Small-scale inpatient facilities, known in the industry as micro-hospitals, are popping up across the country to offer medical care in underserved communities and provide a local alternative to the potentially long waits for emergency care at major hospitals.
The size of small ambulatory-surgery centers, micro-hospitals have an average of eight to 10 short-stay beds each and provide some of the simpler acute and emergency services commonly performed in much bigger hospitals.

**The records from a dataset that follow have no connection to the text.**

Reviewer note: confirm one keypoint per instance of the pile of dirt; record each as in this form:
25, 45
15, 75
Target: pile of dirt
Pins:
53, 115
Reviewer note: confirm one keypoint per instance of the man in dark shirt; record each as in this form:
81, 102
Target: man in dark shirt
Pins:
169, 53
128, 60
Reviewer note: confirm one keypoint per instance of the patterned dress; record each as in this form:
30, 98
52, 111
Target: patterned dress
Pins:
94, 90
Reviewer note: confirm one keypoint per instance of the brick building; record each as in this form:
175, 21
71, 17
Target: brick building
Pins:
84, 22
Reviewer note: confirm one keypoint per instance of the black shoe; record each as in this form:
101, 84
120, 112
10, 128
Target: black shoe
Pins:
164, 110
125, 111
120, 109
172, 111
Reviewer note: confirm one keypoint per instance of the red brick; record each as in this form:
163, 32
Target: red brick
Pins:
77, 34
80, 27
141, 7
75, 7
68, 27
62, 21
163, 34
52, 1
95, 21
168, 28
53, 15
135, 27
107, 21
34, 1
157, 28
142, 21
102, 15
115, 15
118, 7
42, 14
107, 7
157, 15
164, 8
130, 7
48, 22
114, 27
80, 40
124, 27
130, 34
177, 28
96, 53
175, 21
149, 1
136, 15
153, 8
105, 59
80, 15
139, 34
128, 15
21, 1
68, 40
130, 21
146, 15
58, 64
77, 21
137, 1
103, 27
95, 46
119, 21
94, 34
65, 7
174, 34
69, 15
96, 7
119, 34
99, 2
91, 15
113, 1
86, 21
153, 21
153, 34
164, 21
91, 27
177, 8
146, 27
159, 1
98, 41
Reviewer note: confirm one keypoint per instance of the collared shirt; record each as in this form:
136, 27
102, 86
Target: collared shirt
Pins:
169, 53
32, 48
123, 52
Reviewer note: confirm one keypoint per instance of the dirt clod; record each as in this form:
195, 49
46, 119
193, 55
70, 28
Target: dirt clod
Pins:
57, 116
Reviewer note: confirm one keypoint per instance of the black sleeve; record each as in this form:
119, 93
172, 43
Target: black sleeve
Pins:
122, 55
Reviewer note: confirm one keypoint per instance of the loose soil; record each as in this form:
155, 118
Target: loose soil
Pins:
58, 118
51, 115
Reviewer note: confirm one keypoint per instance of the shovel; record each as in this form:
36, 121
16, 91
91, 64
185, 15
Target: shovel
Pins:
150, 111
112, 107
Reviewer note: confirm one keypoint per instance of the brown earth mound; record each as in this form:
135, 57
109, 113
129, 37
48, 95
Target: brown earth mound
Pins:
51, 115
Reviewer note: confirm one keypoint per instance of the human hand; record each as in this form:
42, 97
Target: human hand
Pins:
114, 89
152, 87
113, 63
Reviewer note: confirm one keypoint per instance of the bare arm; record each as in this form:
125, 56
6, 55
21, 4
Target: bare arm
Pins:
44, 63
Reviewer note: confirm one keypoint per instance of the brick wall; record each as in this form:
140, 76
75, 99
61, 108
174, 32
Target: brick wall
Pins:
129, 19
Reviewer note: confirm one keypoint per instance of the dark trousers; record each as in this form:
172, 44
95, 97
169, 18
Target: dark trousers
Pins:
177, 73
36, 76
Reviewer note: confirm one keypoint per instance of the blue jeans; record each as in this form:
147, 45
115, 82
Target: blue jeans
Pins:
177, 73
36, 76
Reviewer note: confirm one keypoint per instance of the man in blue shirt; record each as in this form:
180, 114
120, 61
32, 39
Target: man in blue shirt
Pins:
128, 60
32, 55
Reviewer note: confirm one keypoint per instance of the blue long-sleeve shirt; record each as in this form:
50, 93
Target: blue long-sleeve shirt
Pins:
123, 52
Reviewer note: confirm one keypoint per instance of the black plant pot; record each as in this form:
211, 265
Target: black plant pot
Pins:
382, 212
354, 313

Already in 19 states, according to company research, these hospitals continue to grow and are becoming a trend in health care. One of the most noteworthy aspects of this trend is that it’s unfolding In the midst of the biggest upheaval in health care in decades, with health reform proposals swirling in Washington and hospitals and other facilities merging into ever-expanding systems. Nevertheless, health officials say, micro-hospitals fill a critical gap.

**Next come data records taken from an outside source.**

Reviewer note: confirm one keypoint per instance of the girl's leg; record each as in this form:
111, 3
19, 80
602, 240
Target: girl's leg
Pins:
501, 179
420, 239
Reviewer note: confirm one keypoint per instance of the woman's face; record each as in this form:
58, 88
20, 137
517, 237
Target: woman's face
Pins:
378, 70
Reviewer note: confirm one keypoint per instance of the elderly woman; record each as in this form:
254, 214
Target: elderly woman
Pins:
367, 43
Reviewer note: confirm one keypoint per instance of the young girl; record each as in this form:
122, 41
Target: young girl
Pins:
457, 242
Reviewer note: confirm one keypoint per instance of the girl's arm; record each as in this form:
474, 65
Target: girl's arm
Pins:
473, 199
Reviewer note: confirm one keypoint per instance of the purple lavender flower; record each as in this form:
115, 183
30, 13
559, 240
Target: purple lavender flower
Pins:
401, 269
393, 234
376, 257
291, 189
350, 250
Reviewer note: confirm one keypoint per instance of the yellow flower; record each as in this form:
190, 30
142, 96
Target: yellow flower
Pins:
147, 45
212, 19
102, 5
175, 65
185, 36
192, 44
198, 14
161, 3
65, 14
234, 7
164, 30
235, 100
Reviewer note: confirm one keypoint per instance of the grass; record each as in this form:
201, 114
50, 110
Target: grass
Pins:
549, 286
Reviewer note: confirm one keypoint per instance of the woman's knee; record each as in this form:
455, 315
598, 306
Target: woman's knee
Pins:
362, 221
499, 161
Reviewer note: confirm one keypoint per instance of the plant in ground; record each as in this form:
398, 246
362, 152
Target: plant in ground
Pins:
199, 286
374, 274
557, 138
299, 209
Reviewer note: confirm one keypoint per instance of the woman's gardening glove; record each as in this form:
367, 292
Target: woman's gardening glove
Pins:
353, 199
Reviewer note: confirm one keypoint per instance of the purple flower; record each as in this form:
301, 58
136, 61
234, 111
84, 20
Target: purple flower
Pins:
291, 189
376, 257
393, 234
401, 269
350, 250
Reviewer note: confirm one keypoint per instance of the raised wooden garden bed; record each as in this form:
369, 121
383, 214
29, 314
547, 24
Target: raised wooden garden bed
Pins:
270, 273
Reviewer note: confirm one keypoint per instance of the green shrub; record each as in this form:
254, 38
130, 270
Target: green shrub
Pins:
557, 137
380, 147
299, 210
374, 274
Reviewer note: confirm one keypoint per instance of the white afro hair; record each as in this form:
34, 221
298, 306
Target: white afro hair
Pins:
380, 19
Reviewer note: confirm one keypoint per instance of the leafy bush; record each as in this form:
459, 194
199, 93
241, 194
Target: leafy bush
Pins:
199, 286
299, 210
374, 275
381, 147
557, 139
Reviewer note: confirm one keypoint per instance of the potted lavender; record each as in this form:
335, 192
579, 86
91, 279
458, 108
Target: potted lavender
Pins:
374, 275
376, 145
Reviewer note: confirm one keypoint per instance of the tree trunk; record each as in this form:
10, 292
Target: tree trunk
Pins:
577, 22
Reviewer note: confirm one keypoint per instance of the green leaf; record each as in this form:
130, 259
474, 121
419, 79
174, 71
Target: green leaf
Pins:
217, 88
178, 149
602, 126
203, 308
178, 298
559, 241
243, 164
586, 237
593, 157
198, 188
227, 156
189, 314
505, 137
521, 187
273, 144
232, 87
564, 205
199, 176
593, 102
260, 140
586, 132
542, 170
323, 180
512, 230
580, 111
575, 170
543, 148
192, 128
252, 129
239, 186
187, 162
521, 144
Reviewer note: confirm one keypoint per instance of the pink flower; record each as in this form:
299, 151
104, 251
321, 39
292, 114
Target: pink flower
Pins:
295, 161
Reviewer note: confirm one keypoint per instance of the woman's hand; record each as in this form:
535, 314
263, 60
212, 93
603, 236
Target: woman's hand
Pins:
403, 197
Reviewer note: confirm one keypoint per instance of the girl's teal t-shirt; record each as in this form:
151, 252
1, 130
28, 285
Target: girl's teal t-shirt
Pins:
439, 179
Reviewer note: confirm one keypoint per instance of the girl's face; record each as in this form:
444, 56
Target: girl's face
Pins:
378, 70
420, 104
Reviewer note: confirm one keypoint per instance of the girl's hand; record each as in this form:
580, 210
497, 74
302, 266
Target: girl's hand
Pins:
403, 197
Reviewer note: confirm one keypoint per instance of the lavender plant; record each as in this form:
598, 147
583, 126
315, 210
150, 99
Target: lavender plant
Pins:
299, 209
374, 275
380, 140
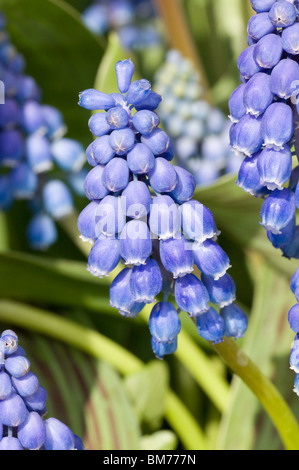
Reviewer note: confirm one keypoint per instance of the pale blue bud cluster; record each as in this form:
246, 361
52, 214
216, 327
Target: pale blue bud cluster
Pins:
264, 115
37, 160
133, 20
141, 217
199, 131
23, 405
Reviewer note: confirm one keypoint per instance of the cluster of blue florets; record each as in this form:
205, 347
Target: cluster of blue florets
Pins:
264, 112
133, 20
35, 155
141, 214
199, 131
23, 405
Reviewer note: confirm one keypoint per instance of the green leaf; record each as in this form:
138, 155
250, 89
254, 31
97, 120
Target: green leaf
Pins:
84, 393
160, 440
61, 54
148, 390
54, 282
267, 342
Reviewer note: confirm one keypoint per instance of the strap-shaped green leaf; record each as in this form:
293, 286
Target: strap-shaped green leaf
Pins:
61, 54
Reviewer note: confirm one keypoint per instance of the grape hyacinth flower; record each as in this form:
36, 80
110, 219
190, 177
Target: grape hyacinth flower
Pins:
133, 20
199, 131
37, 159
23, 405
265, 120
144, 225
264, 130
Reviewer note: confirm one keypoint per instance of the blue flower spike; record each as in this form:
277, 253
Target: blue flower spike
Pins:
198, 130
38, 161
264, 114
142, 222
23, 422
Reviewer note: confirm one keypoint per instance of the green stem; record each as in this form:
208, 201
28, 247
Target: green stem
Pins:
4, 238
99, 346
263, 389
200, 367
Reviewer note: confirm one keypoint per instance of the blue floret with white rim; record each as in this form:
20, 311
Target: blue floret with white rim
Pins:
141, 219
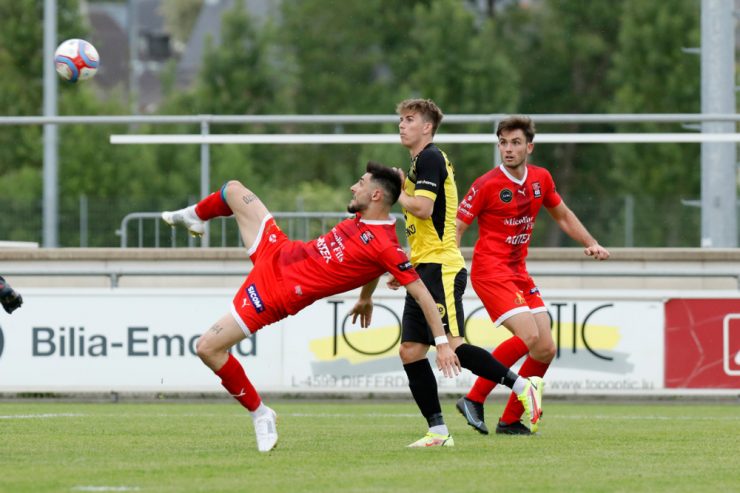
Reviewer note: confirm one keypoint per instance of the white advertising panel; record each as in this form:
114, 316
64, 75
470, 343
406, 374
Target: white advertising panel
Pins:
144, 340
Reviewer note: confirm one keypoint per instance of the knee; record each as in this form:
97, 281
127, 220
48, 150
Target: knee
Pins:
411, 351
531, 339
205, 349
545, 351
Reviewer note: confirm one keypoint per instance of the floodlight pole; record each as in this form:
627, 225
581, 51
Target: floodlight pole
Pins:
51, 145
718, 159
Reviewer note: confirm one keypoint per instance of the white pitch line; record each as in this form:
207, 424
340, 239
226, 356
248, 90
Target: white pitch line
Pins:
657, 418
106, 488
40, 416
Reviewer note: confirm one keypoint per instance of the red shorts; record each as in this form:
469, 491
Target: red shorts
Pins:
508, 296
260, 301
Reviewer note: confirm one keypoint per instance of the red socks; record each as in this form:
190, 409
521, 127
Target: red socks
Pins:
508, 353
213, 206
235, 381
530, 368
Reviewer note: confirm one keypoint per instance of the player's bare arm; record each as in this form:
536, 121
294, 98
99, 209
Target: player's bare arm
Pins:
420, 207
392, 283
460, 228
446, 358
572, 226
364, 306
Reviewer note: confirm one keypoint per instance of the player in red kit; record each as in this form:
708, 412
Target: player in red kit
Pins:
290, 275
506, 201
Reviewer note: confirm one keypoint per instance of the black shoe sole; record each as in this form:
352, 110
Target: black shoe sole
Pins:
482, 431
511, 430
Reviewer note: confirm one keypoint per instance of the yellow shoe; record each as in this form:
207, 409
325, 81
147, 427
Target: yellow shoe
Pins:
434, 440
531, 399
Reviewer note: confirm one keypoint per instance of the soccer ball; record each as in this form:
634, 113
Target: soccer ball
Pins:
76, 60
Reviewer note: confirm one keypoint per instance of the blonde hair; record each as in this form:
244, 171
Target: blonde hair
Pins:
427, 108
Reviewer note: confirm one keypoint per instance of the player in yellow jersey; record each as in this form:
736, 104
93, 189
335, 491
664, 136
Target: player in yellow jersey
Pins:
429, 202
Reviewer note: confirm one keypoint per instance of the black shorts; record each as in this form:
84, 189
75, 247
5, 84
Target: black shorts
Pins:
447, 286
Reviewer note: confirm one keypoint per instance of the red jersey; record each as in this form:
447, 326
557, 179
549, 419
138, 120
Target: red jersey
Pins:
506, 209
353, 253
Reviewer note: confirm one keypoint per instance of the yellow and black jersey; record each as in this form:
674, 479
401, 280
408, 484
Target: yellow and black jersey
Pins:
433, 240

“We can offer quick service for any type of problem that walks through the door, you will receive the same care you would in a large facility,” says Dr. James Nichols, medical director at Baylor Emergency Medical Center at Aubrey, Texas.
However, critics are wary about the facilities and safety they provide to the patients and how much experience doctors get while practicing in such a small facility.
Countless medical studies show that the results achieved in any medical setting vary – and patients treated by doctors who perform more procedures fare better than those treated by doctors who do too few to sustain their proficiency.